Memory Disk or Zpool for archived data?

onlineforums · Jun 14, 2020

I have data that is stored for infrequent archival purposes only. This data grows one time each year as the new year of data gets moved into it. Because this data is primarily for archive reasons, I would prefer it encrypted while at rest while the FreeNAS box is on with other non-archival data that is not encrypted at rest. I simply want to decrypt (attach/mount) the archival data only when needed and then encrypt (unmount/detach) when not in use.

My understanding is that I can host this archival data in a memory disk or Zpool both of which can use GELI to encrypt. The idea is to not attach/decrypt the memory disk/Zpool until the data contained within is needed.

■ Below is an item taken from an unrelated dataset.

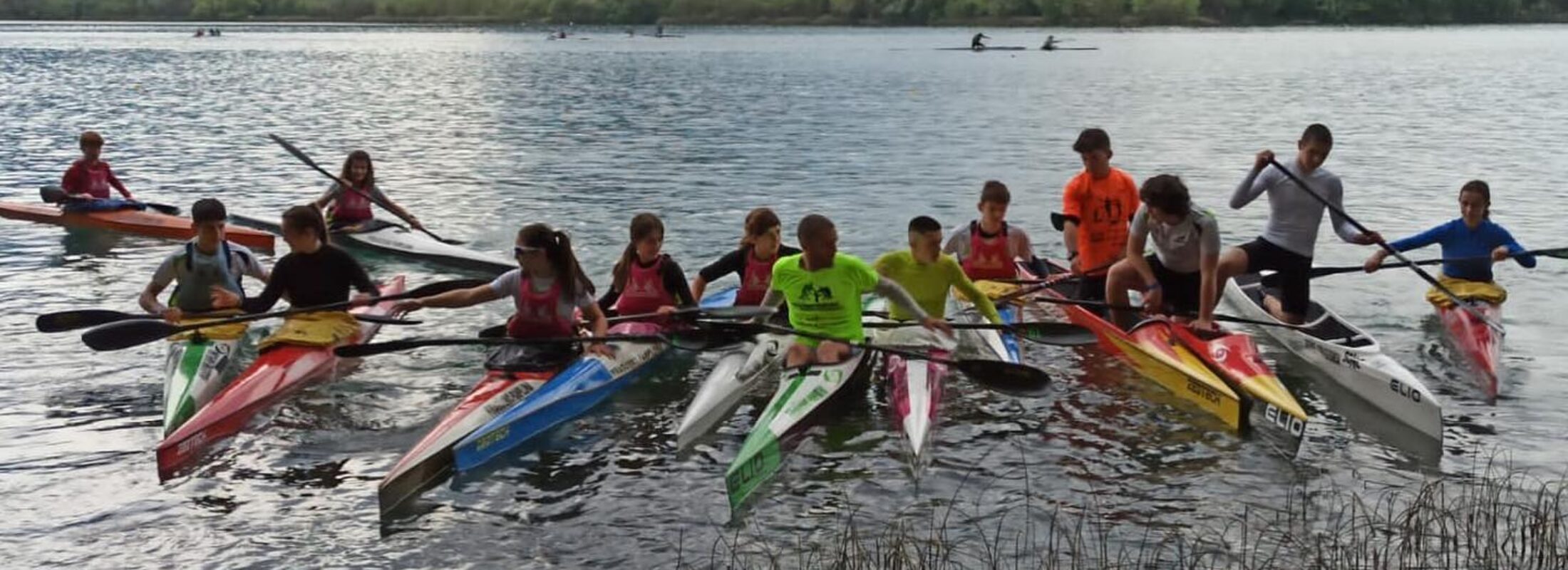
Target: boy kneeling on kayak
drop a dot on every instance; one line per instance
(824, 290)
(1180, 278)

I intend to use replication tasks to move this data to another FreeNAS box, although I'm fairly certain either memory disk or Zpool would work the same as a memory disk would be in a dataset and a potential archival Zpool is a dataset. I could be wrong on this front and maybe this is the difference because I intend to replicate while the GELI is not attached and the data is encrypted.

My understanding above may be incorrect or maybe it is correct and there isn't any pro or con to using a memory disk or Zpool for archived data that needs to be encrypted when not in use.

I basically want to protect data that is rarely used by having it encrypted while at rest and only decrypted once or twice a year when needing something out of it all the while having other data that is constantly being used on the FreeNAS box hence the idea of either memory disk or another Zpool.

Comments?

HoneyBadger · Jun 14, 2020

Have you considered using something like Veracrypt file containers?

winnielinnie · Jun 14, 2020

When you say "memory disk", are you referring to a hard drive or a file (.iso, .img)?

I would second HoneyBadger's suggestion of creating a VeraCrypt container, and accessing it via SMB or NFS, so long as each client PC has VeraCrypt installed. It really depends where and how archives are being delivered from.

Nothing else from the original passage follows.